If you're familiar with Kino-Lorber's other Buster Keaton Blu-ray releases, you'll feel right at home with College, which has been given a newly mastered 1080p/AVC-encoded transfer that's striking and faithful to source. Some might say too faithful. As usual for Kino, the print is essentially presented "as is," meaning there's been no significant digital restoration or clean-up. So, you will notice semi-frequent white specks, small scratches, mild contrast fluctuations, and a few brief moments of staining and warping. None of this is distracting in the slightest—particularly if you're used to watching silent films—and all things considered, for an 85-year-old 35mm print, the damage here is minimal. On the plus side of Kino's approach, there's been no digital noise reduction, edge enhancement, or other significant filtering; the picture has a natural look, with a visible layer of grain. The lone oddity, which you can spot in the screenshots, is that there's a constant line near the bottom of the frame where the brightness level shifts slightly but suddenly. I'm not sure exactly what may have caused this, but it's almost certainly a source-related issue, and to fix it would likely require significant time and effort. Once again, though, it's something you quickly glaze over. What you will constantly notice is how great the film looks in high definition, with finer detail, better resolved textures, and an all-around appreciable increase in clarity. The film's monochrome gradation is handled nicely as well, with some inconsistency in contrast between scenes, but generally solid black levels and white that never peak.

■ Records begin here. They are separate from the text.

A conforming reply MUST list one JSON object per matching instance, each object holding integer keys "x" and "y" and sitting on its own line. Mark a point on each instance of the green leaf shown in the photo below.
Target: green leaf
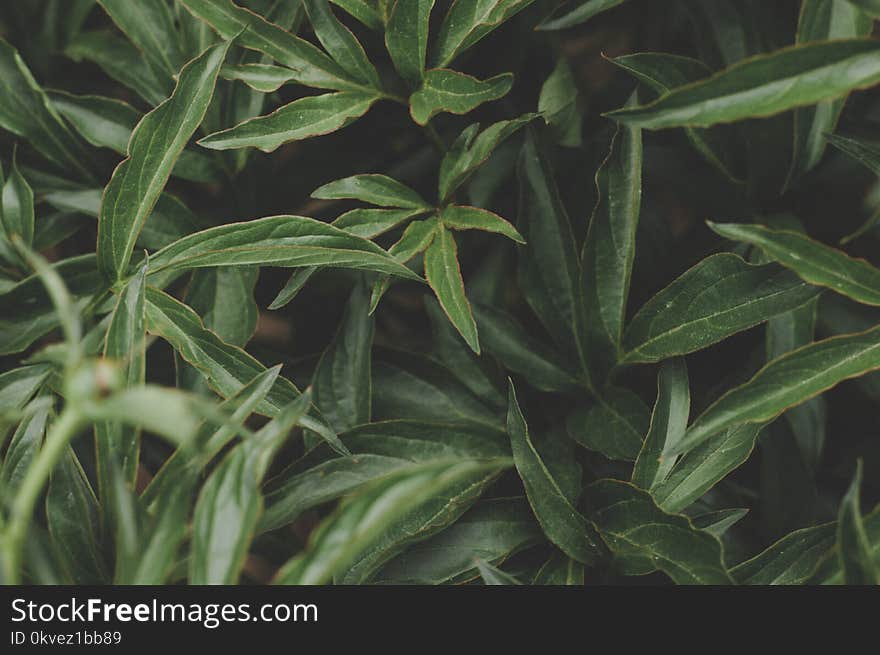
{"x": 25, "y": 111}
{"x": 853, "y": 547}
{"x": 492, "y": 575}
{"x": 226, "y": 368}
{"x": 366, "y": 11}
{"x": 719, "y": 522}
{"x": 150, "y": 26}
{"x": 355, "y": 526}
{"x": 311, "y": 66}
{"x": 18, "y": 206}
{"x": 121, "y": 61}
{"x": 341, "y": 44}
{"x": 452, "y": 351}
{"x": 788, "y": 381}
{"x": 444, "y": 277}
{"x": 720, "y": 296}
{"x": 265, "y": 78}
{"x": 668, "y": 425}
{"x": 461, "y": 217}
{"x": 287, "y": 241}
{"x": 558, "y": 104}
{"x": 814, "y": 262}
{"x": 445, "y": 90}
{"x": 342, "y": 382}
{"x": 764, "y": 85}
{"x": 108, "y": 123}
{"x": 609, "y": 251}
{"x": 72, "y": 516}
{"x": 585, "y": 10}
{"x": 822, "y": 20}
{"x": 212, "y": 292}
{"x": 23, "y": 448}
{"x": 789, "y": 561}
{"x": 468, "y": 21}
{"x": 379, "y": 190}
{"x": 560, "y": 570}
{"x": 370, "y": 223}
{"x": 559, "y": 520}
{"x": 407, "y": 385}
{"x": 491, "y": 531}
{"x": 209, "y": 441}
{"x": 644, "y": 537}
{"x": 504, "y": 338}
{"x": 406, "y": 37}
{"x": 230, "y": 503}
{"x": 549, "y": 267}
{"x": 864, "y": 151}
{"x": 18, "y": 385}
{"x": 472, "y": 150}
{"x": 297, "y": 281}
{"x": 115, "y": 444}
{"x": 704, "y": 466}
{"x": 614, "y": 425}
{"x": 301, "y": 119}
{"x": 870, "y": 6}
{"x": 379, "y": 449}
{"x": 664, "y": 72}
{"x": 155, "y": 145}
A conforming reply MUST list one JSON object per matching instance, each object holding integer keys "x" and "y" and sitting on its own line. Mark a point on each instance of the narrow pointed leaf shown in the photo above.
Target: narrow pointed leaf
{"x": 150, "y": 26}
{"x": 643, "y": 537}
{"x": 764, "y": 85}
{"x": 379, "y": 190}
{"x": 559, "y": 520}
{"x": 444, "y": 277}
{"x": 341, "y": 44}
{"x": 287, "y": 241}
{"x": 461, "y": 217}
{"x": 18, "y": 206}
{"x": 155, "y": 145}
{"x": 788, "y": 381}
{"x": 820, "y": 20}
{"x": 668, "y": 425}
{"x": 342, "y": 384}
{"x": 370, "y": 223}
{"x": 704, "y": 466}
{"x": 814, "y": 262}
{"x": 609, "y": 251}
{"x": 311, "y": 66}
{"x": 584, "y": 11}
{"x": 853, "y": 547}
{"x": 353, "y": 529}
{"x": 468, "y": 21}
{"x": 614, "y": 425}
{"x": 406, "y": 37}
{"x": 469, "y": 153}
{"x": 789, "y": 561}
{"x": 720, "y": 296}
{"x": 25, "y": 110}
{"x": 301, "y": 119}
{"x": 446, "y": 90}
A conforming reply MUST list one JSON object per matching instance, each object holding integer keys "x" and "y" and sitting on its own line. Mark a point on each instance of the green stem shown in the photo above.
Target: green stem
{"x": 60, "y": 434}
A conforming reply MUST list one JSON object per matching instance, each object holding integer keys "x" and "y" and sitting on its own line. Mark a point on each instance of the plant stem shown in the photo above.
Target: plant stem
{"x": 60, "y": 434}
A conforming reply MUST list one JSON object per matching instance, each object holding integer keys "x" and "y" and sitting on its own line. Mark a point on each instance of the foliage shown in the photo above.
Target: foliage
{"x": 439, "y": 291}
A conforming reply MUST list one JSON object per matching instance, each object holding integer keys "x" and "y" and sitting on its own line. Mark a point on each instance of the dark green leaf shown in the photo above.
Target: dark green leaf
{"x": 155, "y": 145}
{"x": 445, "y": 90}
{"x": 764, "y": 85}
{"x": 559, "y": 520}
{"x": 720, "y": 296}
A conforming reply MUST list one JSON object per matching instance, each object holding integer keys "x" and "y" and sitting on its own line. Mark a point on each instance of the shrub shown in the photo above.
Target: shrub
{"x": 370, "y": 291}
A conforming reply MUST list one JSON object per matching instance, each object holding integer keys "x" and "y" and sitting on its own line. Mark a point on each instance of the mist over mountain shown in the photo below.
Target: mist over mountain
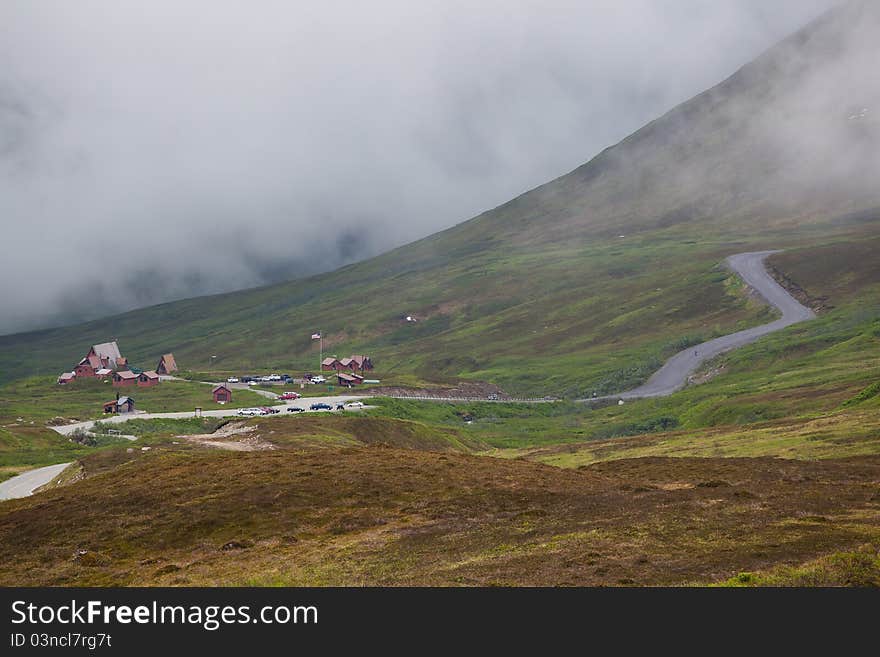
{"x": 155, "y": 152}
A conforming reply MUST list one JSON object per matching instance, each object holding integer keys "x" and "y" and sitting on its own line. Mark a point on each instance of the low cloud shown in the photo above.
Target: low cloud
{"x": 151, "y": 151}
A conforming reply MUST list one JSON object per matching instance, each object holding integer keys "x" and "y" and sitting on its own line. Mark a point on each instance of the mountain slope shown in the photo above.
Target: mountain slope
{"x": 543, "y": 294}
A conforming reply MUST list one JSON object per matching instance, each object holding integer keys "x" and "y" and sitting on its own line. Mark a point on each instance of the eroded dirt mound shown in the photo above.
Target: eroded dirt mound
{"x": 371, "y": 515}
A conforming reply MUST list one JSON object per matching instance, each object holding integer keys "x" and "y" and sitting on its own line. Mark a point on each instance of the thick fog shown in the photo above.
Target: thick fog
{"x": 156, "y": 150}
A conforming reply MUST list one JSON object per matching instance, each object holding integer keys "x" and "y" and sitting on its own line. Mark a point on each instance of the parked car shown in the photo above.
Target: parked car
{"x": 249, "y": 412}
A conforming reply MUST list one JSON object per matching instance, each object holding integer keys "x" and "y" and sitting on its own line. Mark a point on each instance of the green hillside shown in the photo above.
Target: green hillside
{"x": 584, "y": 284}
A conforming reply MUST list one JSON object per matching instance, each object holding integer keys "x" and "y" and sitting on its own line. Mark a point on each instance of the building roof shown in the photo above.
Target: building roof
{"x": 107, "y": 350}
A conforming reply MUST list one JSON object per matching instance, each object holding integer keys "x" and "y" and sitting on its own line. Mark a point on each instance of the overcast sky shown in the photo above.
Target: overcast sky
{"x": 156, "y": 150}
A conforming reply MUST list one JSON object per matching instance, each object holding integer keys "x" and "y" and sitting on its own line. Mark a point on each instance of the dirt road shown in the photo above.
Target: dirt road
{"x": 675, "y": 372}
{"x": 25, "y": 483}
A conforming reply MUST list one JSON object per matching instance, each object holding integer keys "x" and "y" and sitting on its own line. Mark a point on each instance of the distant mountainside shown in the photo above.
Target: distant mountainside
{"x": 587, "y": 282}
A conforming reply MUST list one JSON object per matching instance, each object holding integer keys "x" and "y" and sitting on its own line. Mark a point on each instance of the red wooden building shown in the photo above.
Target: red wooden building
{"x": 222, "y": 394}
{"x": 124, "y": 378}
{"x": 147, "y": 379}
{"x": 349, "y": 380}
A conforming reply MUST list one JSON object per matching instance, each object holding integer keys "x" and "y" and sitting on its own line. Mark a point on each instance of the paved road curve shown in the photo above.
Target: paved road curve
{"x": 675, "y": 372}
{"x": 668, "y": 379}
{"x": 25, "y": 483}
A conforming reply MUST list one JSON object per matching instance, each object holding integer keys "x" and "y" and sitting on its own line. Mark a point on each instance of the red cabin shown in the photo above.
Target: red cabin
{"x": 124, "y": 378}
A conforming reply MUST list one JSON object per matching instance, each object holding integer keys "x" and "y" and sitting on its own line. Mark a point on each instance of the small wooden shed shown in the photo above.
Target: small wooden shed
{"x": 147, "y": 379}
{"x": 222, "y": 394}
{"x": 124, "y": 378}
{"x": 166, "y": 365}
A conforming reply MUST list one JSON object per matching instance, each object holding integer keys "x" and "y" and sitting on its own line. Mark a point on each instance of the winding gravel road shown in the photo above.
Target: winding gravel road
{"x": 27, "y": 482}
{"x": 668, "y": 379}
{"x": 675, "y": 372}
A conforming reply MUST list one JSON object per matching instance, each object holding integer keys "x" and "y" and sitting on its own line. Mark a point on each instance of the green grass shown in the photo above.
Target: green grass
{"x": 27, "y": 405}
{"x": 140, "y": 428}
{"x": 41, "y": 398}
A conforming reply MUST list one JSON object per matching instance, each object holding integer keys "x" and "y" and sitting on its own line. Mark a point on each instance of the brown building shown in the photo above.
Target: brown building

College Blu-ray Movie, Audio Quality  4.0 of 5

There's only one accompaniment track on Kino's Blu-ray release of College, but it's a good one—a vintage organ arrangement by the late John Muri, who passed away in 2000. Presented in uncompressed Linear PCM 2.0 stereo, the music sounds good and suits the film well, complementing the onscreen action without overshadowing it. No issues here.


College Blu-ray Movie, Special Features and Extras  3.5 of 5

  • Audio Commentary: Film historian Rob Farr, founder of the Slapsticon Film Festival, offers an insightful dissection of College from a number of angles, from the behind-the-scenes details of the movie's creation to its themes to its overall fit within Keaton's filmography. A great listen.
  • Tour of Filming Locations: Silent Echoes author John Bengston reveals the locations in Los Angeles where College was filmed.
  • "The Scribe" (HD, 29:29): Produced in 1966 for the Construction Safety Association of Ontario, this semi-silent industrial short was Keaton's final film performance. Playing a writer assigned to do a story on construction safety—and wearing his iconic porkpie hat—he bumbles his way through a high-rise, alerting workers to various rules and regulations but breaking most of them himself. It's shot in the gag-heavy style of his early shorts, making this a strangely watchable commercial filmmaking curiosity.


College Blu-ray Movie, Overall Score and Recommendation  4.0 of 5

Made between The General and Steamboat Bill, Jr.—arguably Buster Keaton's two best films—the comparatively smaller-scaled College unfairly tends to be forgotten. What it lacks in big-budget spectacle, however, it more than makes up in clever gag-work and the charm of Buster's bungling would-be athlete of a character. As usual, Kino's Blu-ray release is a joy to watch, and it comes with an informative commentary track that's well worth a listen for Keaton fans. Highly recommended!